In the passenger seat, Tessa's jaw came open.

"Did you just?—"

"What?"

Tessa was looking at me suspiciously now. There was a small smile on her face she wasn't quite hiding.

"Nothing," she said.

I pulled up half a block from the restaurant. The closest spot I could find on King Street on a weeknight. I parallel parked. Cut the engine.

We got out. I came around the front of the truck and met her at the curb. The evening was warm, the sky still light. She fell in beside me, and we walked.

We walked the half block in silence—not the bad kind, not even the awkward kind. The kind where two people had just said something neither was planning to say and were waiting to find out what came next.

The restaurant was on the corner. The sign was small. The light through the window was warm and gold.
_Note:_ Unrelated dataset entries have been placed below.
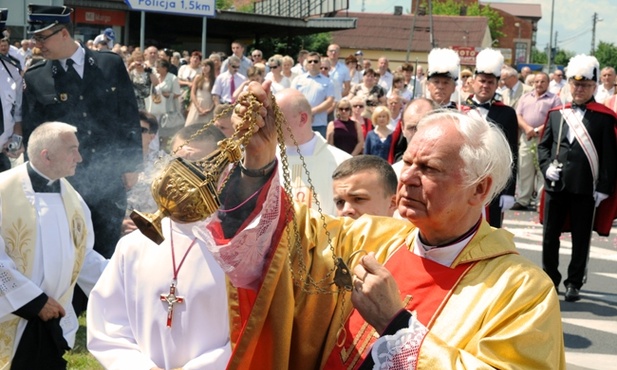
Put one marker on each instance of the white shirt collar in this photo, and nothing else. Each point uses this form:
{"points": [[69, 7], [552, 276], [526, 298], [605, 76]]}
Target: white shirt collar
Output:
{"points": [[442, 255], [306, 149]]}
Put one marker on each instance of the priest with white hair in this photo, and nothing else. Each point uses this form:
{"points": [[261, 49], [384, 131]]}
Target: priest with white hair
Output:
{"points": [[46, 247]]}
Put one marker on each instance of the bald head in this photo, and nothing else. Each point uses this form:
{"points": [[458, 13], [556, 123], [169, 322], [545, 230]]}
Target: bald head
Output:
{"points": [[413, 113], [297, 112]]}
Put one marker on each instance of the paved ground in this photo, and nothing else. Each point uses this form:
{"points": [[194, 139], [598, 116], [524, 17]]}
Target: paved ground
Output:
{"points": [[589, 325]]}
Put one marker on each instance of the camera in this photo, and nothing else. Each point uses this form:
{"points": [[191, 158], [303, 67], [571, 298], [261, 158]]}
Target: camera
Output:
{"points": [[14, 143]]}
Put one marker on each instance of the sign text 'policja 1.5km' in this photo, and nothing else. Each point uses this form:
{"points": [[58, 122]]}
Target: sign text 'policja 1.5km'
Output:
{"points": [[196, 8]]}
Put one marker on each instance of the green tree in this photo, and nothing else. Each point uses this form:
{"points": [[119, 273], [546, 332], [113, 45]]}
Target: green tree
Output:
{"points": [[453, 7], [606, 53]]}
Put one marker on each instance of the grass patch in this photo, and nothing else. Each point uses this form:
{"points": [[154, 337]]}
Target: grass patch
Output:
{"points": [[79, 358]]}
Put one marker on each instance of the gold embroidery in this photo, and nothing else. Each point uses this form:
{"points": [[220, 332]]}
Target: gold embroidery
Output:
{"points": [[17, 238], [370, 337], [78, 232]]}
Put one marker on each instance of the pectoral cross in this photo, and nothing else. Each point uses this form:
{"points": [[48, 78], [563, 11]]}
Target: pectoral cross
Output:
{"points": [[171, 299]]}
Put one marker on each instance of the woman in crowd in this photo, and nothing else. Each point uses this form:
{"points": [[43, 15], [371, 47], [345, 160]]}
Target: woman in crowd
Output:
{"points": [[357, 114], [143, 79], [354, 71], [169, 89], [254, 73], [378, 141], [216, 59], [372, 94], [279, 82], [288, 64], [345, 133], [186, 75], [200, 109], [398, 88]]}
I held the door for her. The bell above it rang. She stepped inside, and the gold light caught her hair as she went past me.

I followed her in.

A waiter showed us to a table by the window.
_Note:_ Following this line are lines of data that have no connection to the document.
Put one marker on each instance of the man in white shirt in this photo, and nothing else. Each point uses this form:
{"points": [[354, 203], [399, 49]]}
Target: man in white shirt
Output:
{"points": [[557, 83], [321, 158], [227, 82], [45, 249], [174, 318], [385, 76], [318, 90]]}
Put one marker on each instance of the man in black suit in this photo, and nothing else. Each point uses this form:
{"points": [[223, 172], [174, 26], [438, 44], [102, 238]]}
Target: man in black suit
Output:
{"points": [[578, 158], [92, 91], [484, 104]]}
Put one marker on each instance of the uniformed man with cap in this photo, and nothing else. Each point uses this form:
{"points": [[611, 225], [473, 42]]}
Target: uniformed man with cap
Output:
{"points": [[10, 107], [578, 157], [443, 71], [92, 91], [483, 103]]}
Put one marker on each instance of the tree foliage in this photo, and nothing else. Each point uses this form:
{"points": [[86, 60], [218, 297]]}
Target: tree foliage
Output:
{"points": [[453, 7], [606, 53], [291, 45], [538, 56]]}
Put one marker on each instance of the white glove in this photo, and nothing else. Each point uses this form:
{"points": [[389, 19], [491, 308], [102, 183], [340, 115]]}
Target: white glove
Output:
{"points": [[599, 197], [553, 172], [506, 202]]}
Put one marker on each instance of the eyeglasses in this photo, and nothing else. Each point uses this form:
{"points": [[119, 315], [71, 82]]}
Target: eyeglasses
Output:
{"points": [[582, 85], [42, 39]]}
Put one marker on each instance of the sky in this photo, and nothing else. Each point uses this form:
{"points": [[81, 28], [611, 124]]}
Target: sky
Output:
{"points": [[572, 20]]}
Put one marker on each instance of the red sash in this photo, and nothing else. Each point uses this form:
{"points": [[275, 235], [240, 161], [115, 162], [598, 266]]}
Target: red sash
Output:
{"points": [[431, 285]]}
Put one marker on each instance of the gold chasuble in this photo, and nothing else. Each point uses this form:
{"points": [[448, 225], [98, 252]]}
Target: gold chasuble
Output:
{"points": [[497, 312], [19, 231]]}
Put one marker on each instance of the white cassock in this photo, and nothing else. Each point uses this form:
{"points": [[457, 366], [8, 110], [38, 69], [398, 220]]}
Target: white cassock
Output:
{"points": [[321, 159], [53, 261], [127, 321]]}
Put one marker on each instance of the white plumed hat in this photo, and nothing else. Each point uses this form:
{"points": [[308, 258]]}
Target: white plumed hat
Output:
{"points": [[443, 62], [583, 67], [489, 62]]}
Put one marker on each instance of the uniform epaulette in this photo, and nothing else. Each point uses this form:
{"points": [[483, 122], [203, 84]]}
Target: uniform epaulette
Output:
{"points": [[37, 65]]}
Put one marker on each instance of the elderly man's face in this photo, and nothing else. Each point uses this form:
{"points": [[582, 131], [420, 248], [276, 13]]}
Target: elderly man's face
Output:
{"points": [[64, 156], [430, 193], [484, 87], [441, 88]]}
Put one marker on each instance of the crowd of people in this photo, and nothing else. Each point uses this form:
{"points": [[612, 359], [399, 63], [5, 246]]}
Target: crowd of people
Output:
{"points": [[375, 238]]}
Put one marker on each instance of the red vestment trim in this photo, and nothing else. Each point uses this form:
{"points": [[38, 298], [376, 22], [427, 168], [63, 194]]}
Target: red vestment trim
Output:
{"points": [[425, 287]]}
It was a small place. Twelve tables. Brick walls, tin ceiling, candles on the tables in glass holders—the small kind that didn't do much for light but did something for the way it landed on a person's face. The waiter handed us each a menu and went away.

I opened mine.

I looked at her over the top of it.

Her hair was down. The honey at her roots caught the candlelight. She was reading the menu the way she read everything—fast, focused, her finger tracking the lines. She didn't know I was looking at her.

"What are you getting?" she said, without looking up.

"Steak."

"I'm thinking shrimp pasta. Or—there's a seafood tower."

"That sounds suspicious."

"Why?"

"Anything called a tower at a restaurant is going to be a quarter of what it ought to be."